多分私が持ち歩いていた鷹の足元にあった白い宝玉に、予想通りにシンの帰還の軸は引き寄せられたのだろう。私は強く願っていたが、それが真実になると反対に信じられずに、ふらふらとシンの姿がハッキリするまで側に寄っていった記憶はある。
腕の中の、体温が感じられるシンにジュリアンと呼びかけられる、その奇跡に私は生涯で初めて神に感謝を捧げた。私がシンを離そうとしないので、呆れた王様達は1週間後に王宮に来る様に命じると離れ難い私達を解放してくれた。
私はシンを腕の中から逃したくなくて、馬車に乗ってもシンを口づけでこの世界と、私とに繋げることでいっぱいいっぱいだった。シンはそんな勢いの私を嫌がるどころか、同じように私を欲してくれたので、私は心からの幸福感と安らぎを感じた。

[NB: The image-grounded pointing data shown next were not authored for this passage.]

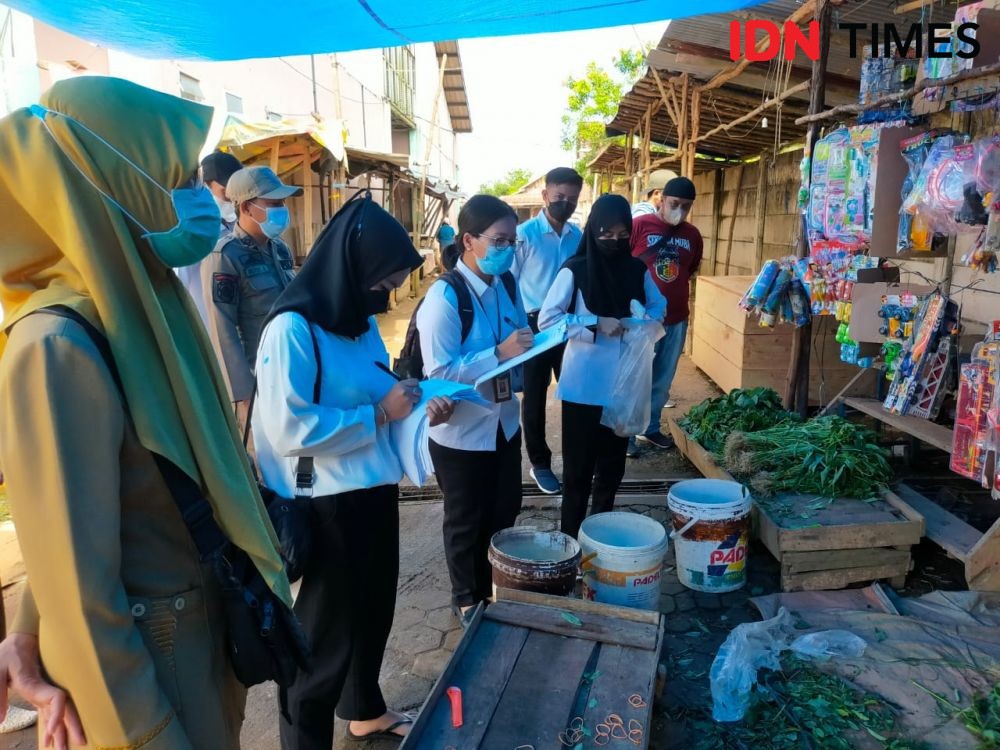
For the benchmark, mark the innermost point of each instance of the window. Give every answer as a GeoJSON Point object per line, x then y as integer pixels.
{"type": "Point", "coordinates": [191, 88]}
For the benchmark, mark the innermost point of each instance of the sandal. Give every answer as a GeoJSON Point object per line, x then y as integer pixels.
{"type": "Point", "coordinates": [381, 734]}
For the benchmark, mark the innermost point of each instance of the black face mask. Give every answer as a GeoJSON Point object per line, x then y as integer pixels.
{"type": "Point", "coordinates": [615, 247]}
{"type": "Point", "coordinates": [376, 301]}
{"type": "Point", "coordinates": [561, 210]}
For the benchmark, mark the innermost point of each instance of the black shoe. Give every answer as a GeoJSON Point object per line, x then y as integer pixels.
{"type": "Point", "coordinates": [656, 439]}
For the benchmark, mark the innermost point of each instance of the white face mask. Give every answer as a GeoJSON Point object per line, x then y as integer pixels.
{"type": "Point", "coordinates": [676, 215]}
{"type": "Point", "coordinates": [226, 208]}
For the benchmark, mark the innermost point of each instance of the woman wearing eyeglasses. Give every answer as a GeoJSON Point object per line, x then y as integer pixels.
{"type": "Point", "coordinates": [593, 294]}
{"type": "Point", "coordinates": [477, 460]}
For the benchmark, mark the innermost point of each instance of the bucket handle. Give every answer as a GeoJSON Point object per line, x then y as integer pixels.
{"type": "Point", "coordinates": [680, 532]}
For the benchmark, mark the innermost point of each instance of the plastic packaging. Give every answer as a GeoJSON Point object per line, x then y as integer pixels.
{"type": "Point", "coordinates": [628, 411]}
{"type": "Point", "coordinates": [754, 645]}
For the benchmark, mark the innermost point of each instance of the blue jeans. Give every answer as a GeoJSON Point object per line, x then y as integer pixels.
{"type": "Point", "coordinates": [666, 355]}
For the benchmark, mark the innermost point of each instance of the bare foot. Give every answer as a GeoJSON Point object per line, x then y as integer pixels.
{"type": "Point", "coordinates": [381, 724]}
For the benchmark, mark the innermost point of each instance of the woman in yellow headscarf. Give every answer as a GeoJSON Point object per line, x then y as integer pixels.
{"type": "Point", "coordinates": [96, 209]}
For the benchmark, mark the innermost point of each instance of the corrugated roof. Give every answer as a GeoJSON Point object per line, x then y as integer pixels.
{"type": "Point", "coordinates": [454, 87]}
{"type": "Point", "coordinates": [699, 46]}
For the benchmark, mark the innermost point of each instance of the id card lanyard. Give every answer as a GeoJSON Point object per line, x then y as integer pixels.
{"type": "Point", "coordinates": [503, 389]}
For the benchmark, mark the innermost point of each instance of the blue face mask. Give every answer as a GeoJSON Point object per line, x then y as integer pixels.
{"type": "Point", "coordinates": [197, 229]}
{"type": "Point", "coordinates": [496, 261]}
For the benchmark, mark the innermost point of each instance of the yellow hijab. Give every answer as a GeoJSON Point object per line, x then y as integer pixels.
{"type": "Point", "coordinates": [62, 242]}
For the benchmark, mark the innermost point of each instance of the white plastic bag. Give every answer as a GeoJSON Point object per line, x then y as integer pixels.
{"type": "Point", "coordinates": [628, 411]}
{"type": "Point", "coordinates": [754, 645]}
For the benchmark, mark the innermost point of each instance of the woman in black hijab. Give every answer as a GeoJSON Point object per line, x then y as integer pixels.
{"type": "Point", "coordinates": [325, 401]}
{"type": "Point", "coordinates": [593, 294]}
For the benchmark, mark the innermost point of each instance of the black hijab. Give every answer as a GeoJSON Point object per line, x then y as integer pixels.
{"type": "Point", "coordinates": [361, 246]}
{"type": "Point", "coordinates": [605, 271]}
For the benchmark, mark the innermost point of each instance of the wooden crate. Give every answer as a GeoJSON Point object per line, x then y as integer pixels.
{"type": "Point", "coordinates": [829, 547]}
{"type": "Point", "coordinates": [735, 352]}
{"type": "Point", "coordinates": [530, 664]}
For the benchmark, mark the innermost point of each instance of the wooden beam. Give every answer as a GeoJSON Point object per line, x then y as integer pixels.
{"type": "Point", "coordinates": [797, 384]}
{"type": "Point", "coordinates": [805, 11]}
{"type": "Point", "coordinates": [987, 71]}
{"type": "Point", "coordinates": [804, 86]}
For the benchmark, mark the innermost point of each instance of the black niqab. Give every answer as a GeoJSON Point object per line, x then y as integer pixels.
{"type": "Point", "coordinates": [609, 278]}
{"type": "Point", "coordinates": [361, 246]}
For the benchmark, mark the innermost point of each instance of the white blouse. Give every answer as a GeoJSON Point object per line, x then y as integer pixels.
{"type": "Point", "coordinates": [590, 363]}
{"type": "Point", "coordinates": [349, 451]}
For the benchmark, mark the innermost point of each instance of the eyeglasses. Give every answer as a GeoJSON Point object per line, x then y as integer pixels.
{"type": "Point", "coordinates": [502, 243]}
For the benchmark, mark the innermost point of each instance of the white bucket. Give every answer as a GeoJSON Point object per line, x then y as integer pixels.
{"type": "Point", "coordinates": [623, 559]}
{"type": "Point", "coordinates": [711, 522]}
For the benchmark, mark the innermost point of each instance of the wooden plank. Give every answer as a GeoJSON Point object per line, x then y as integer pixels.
{"type": "Point", "coordinates": [481, 668]}
{"type": "Point", "coordinates": [945, 529]}
{"type": "Point", "coordinates": [570, 604]}
{"type": "Point", "coordinates": [593, 627]}
{"type": "Point", "coordinates": [806, 562]}
{"type": "Point", "coordinates": [823, 580]}
{"type": "Point", "coordinates": [624, 672]}
{"type": "Point", "coordinates": [551, 666]}
{"type": "Point", "coordinates": [933, 434]}
{"type": "Point", "coordinates": [697, 454]}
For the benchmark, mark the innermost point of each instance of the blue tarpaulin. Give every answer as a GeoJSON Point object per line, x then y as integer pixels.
{"type": "Point", "coordinates": [217, 30]}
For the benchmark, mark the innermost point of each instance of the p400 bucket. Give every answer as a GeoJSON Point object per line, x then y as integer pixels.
{"type": "Point", "coordinates": [623, 559]}
{"type": "Point", "coordinates": [711, 523]}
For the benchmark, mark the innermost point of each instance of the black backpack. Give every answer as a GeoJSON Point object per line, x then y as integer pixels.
{"type": "Point", "coordinates": [410, 363]}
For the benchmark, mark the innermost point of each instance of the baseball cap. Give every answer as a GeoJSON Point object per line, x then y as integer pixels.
{"type": "Point", "coordinates": [219, 167]}
{"type": "Point", "coordinates": [657, 179]}
{"type": "Point", "coordinates": [258, 182]}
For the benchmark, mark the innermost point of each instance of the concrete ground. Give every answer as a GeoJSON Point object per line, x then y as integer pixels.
{"type": "Point", "coordinates": [425, 633]}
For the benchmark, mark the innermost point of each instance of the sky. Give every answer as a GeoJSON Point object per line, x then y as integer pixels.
{"type": "Point", "coordinates": [517, 97]}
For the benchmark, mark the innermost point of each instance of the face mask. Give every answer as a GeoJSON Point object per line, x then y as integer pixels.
{"type": "Point", "coordinates": [496, 261]}
{"type": "Point", "coordinates": [227, 209]}
{"type": "Point", "coordinates": [617, 246]}
{"type": "Point", "coordinates": [197, 229]}
{"type": "Point", "coordinates": [675, 216]}
{"type": "Point", "coordinates": [561, 210]}
{"type": "Point", "coordinates": [275, 221]}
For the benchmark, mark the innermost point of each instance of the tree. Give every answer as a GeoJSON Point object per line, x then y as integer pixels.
{"type": "Point", "coordinates": [593, 101]}
{"type": "Point", "coordinates": [509, 184]}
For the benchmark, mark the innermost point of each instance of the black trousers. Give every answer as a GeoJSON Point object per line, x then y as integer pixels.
{"type": "Point", "coordinates": [593, 458]}
{"type": "Point", "coordinates": [346, 606]}
{"type": "Point", "coordinates": [482, 495]}
{"type": "Point", "coordinates": [538, 372]}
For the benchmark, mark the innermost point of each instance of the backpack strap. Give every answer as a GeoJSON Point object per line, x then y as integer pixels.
{"type": "Point", "coordinates": [190, 500]}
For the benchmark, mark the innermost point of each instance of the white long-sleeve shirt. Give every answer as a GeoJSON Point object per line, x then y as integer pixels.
{"type": "Point", "coordinates": [590, 362]}
{"type": "Point", "coordinates": [447, 357]}
{"type": "Point", "coordinates": [538, 261]}
{"type": "Point", "coordinates": [349, 451]}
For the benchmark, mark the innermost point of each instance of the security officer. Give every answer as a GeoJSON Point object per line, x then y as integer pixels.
{"type": "Point", "coordinates": [246, 273]}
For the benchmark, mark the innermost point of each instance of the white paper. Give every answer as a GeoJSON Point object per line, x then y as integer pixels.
{"type": "Point", "coordinates": [550, 338]}
{"type": "Point", "coordinates": [411, 436]}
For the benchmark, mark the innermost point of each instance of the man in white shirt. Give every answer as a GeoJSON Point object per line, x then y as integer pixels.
{"type": "Point", "coordinates": [546, 242]}
{"type": "Point", "coordinates": [653, 192]}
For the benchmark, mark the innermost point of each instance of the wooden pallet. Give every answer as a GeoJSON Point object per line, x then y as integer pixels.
{"type": "Point", "coordinates": [527, 670]}
{"type": "Point", "coordinates": [825, 546]}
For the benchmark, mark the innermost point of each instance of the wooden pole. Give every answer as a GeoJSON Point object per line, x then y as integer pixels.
{"type": "Point", "coordinates": [717, 197]}
{"type": "Point", "coordinates": [760, 213]}
{"type": "Point", "coordinates": [797, 384]}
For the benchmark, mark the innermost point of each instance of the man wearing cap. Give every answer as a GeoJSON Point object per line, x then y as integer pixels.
{"type": "Point", "coordinates": [653, 192]}
{"type": "Point", "coordinates": [216, 169]}
{"type": "Point", "coordinates": [245, 273]}
{"type": "Point", "coordinates": [671, 248]}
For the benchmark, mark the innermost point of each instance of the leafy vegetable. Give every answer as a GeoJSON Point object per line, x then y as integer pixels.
{"type": "Point", "coordinates": [711, 421]}
{"type": "Point", "coordinates": [828, 457]}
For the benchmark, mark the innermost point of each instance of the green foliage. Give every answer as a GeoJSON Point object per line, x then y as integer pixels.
{"type": "Point", "coordinates": [593, 101]}
{"type": "Point", "coordinates": [828, 457]}
{"type": "Point", "coordinates": [711, 421]}
{"type": "Point", "coordinates": [509, 184]}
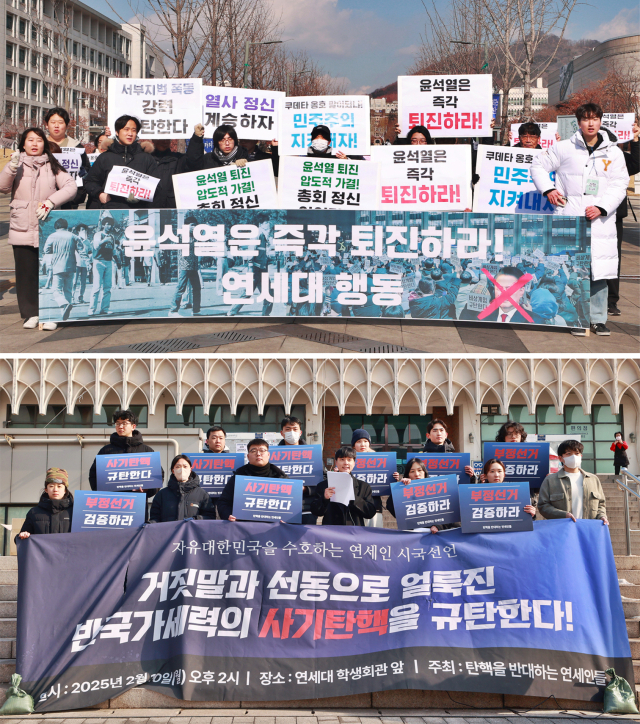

それからの事は時間の経過があまりはっきりしない。私達は会えなかった時間を埋めるように、只々溶け合いたかったし、お互いの熱を分け与えたかった。シンの窄みは会えない間にすっかり柔らかさを失っていて、それはそれで最初に出会った頃のシンを思い出して、私は心が浮き立ったのだった。
私達は再び会った。絶対に繋がらないはずの世界を超えて。これが運命でなくて何が運命だろう。
私とシンはコインの裏と表のように、決して離れてはいけない相手同士なのだと、私はシンの美しい夜を映す瞳から零れ落ちる涙を唇でなぞりながら囁いた。
シンはもう一粒ポロリと涙を転がして言った。
「僕はもともといた世界に帰った時に、戻れた喜びより、どうやったらジュリアンの隣に戻れるか、それしか考えられなかったんだ。僕の家族は側にいて優しくしてくれたけれど、僕の心はジュリアンに会えないかもしれない悲しみで泣き叫んでいたんだ。
こちらに戻れそうだって知った時、僕は嬉しくて泣いたんだ。僕は悲しみと喜びで泣いてばかりだった。全部ジュリアン、貴方のために流した涙だよ。愛してる、ジュリアン。」
そう言って微笑むシンはあまりにも美しくて、私は胸が騒がしく動くので胸に手を押し付けないと倒れそうな気がした。シンは目元に雫を光らせて、私の首に美しい指先を伸ばして自分に引き寄せると、二人が溶け合うような甘い口づけをした。